By Steve Olafson
OKLAHOMA CITY (Reuters) - Oklahoma lawmakers edged closer toward trying to outlaw abortion on Wednesday by approving "personhood" legislation that gives individual rights to an embryo from the moment of conception.
The Republican-controlled state Senate voted 34-8 to pass the "Personhood Act" which defines the word person under state law to include unborn children from the moment of conception.
The measure now goes to the state House where pro-life Republicans outnumber Democrats by more than a 2-1 margin.
Oklahoma's Republican Governor Mary Fallin, who signed every anti-abortion bill sent to her last year, did not issue a reaction to the latest right-to-life measure.
"Oklahoma is a conservative pro-life state-we are proud to stand up for what we know is right," Senate Pro Tempore President Brian Bingman, a Republican, said.
"This bill is one of many Senate Republicans have advanced which affirms the right to life and I am proud to support it," he added.
The Oklahoma legislation cleared the state Senate a day after Republican lawmakers in Virginia's House of Delegates passed a similar personhood measure.

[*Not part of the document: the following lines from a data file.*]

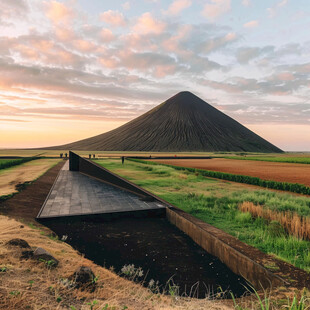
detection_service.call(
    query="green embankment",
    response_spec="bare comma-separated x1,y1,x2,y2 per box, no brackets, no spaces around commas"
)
96,160,310,271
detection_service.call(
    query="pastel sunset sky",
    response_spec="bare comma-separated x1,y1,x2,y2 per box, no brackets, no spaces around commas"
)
0,0,310,151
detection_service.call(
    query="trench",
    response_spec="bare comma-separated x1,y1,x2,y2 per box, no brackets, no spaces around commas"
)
44,216,249,298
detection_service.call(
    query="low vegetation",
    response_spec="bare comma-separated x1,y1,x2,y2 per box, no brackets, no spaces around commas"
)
128,158,310,195
0,157,40,170
98,160,310,271
0,216,235,310
0,157,60,197
223,156,310,164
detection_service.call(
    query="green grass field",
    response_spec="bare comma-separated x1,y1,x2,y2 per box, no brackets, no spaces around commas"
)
96,159,310,271
223,155,310,164
0,157,35,170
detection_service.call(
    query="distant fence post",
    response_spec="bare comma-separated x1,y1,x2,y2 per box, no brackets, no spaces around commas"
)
69,151,80,171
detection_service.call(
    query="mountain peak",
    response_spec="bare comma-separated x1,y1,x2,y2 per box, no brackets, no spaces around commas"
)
53,91,281,153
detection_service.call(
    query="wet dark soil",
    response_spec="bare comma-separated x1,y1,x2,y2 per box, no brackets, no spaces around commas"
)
44,218,252,298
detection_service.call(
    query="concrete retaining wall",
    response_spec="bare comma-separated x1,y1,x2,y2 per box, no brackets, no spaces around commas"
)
70,152,287,289
166,207,286,289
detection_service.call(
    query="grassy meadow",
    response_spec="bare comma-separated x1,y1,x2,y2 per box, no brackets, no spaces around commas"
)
223,154,310,164
0,158,60,201
96,159,310,271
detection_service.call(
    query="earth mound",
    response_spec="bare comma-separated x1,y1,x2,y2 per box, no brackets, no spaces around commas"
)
50,91,282,153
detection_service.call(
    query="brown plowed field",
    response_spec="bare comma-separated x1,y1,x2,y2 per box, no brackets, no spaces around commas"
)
152,158,310,186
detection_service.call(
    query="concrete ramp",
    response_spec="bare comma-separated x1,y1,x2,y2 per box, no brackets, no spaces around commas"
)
37,161,165,219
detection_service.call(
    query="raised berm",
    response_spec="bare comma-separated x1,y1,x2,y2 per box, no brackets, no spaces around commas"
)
53,91,282,153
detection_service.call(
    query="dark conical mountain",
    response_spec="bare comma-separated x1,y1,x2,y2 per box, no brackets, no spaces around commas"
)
53,92,281,153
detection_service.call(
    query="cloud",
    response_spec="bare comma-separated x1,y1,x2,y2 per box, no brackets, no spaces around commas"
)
122,1,130,11
100,28,115,42
132,12,166,35
243,20,258,28
242,0,251,6
100,10,126,27
45,1,75,24
202,0,230,21
199,32,238,53
267,0,288,18
236,45,275,64
0,0,29,26
164,0,192,16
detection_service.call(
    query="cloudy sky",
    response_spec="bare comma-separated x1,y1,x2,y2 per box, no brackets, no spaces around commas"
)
0,0,310,151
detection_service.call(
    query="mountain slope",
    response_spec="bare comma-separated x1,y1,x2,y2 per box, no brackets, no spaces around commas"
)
53,92,281,153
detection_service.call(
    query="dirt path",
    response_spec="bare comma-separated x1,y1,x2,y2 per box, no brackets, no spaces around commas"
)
0,159,59,196
0,161,65,222
152,158,310,186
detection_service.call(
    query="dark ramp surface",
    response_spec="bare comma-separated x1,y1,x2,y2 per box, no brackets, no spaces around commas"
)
45,217,251,298
38,161,164,219
50,92,282,153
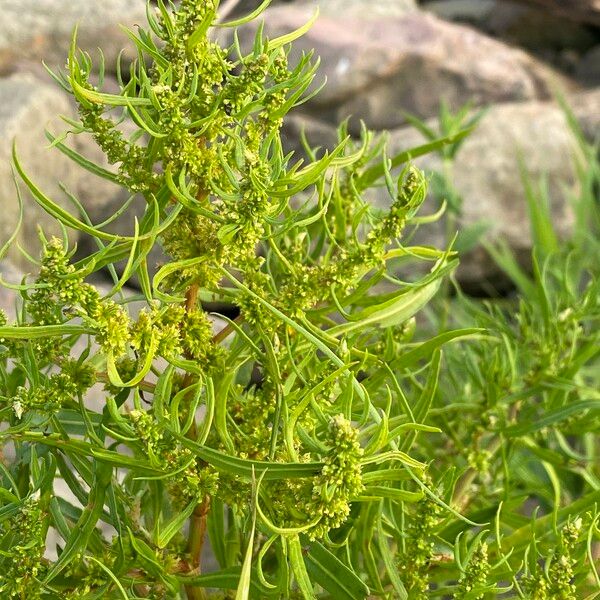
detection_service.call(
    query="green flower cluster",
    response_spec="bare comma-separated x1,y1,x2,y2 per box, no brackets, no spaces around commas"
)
12,360,96,419
398,486,443,600
0,497,47,600
269,415,364,539
307,415,364,539
524,517,583,600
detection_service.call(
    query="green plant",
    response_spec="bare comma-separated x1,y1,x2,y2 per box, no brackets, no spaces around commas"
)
0,0,599,600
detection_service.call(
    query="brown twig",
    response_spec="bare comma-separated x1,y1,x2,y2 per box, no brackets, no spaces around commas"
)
183,284,210,600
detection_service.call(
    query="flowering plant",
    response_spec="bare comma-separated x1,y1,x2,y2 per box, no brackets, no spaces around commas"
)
0,0,600,599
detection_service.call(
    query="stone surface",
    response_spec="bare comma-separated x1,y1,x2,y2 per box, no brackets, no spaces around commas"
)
234,5,566,131
0,0,146,73
296,0,418,19
390,102,600,288
0,75,124,266
79,193,168,286
575,45,600,85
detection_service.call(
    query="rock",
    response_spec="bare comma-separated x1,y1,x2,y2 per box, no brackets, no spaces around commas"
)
232,5,567,132
500,0,600,26
390,100,600,291
575,45,600,86
0,0,146,73
424,0,596,58
423,0,497,25
569,88,600,143
0,75,125,267
484,0,597,54
79,193,169,287
281,112,338,159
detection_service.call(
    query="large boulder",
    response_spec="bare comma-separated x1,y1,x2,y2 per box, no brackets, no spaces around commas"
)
0,0,146,73
232,4,567,131
0,75,125,266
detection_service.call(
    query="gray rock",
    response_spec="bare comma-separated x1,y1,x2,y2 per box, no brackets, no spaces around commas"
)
500,0,600,26
424,0,595,54
0,259,24,321
0,0,146,73
390,102,600,288
234,5,568,132
0,75,124,267
296,0,418,19
569,88,600,143
423,0,497,25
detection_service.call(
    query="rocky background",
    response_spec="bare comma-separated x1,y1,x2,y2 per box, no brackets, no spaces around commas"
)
0,0,600,308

Republican senate leaders said the Oklahoma bill is patterned after a similar law in Missouri that was determined to be constitutional by the U.S. Supreme Court.
State Senator Brian Crain, who backed the bill, said it would not hamper access to contraception or prevent stem cell research.
But Martha Skeeters, president of the Oklahoma Coalition for Reproductive Justice, said that a state law declaring that life begins at conception could have "dire consequences."
The bill offers no exceptions in the case of a pregnancy resulting from rape or incest and could mean some forms of contraception such as the "morning after pill" would be unavailable, she said.
Doctors who perform in vitro fertilization procedures also will be unlikely to continue for fear of prosecution, she added.
"It's a sad day for people in Oklahoma when the Legislature puts them in harm's way," said Skeeters.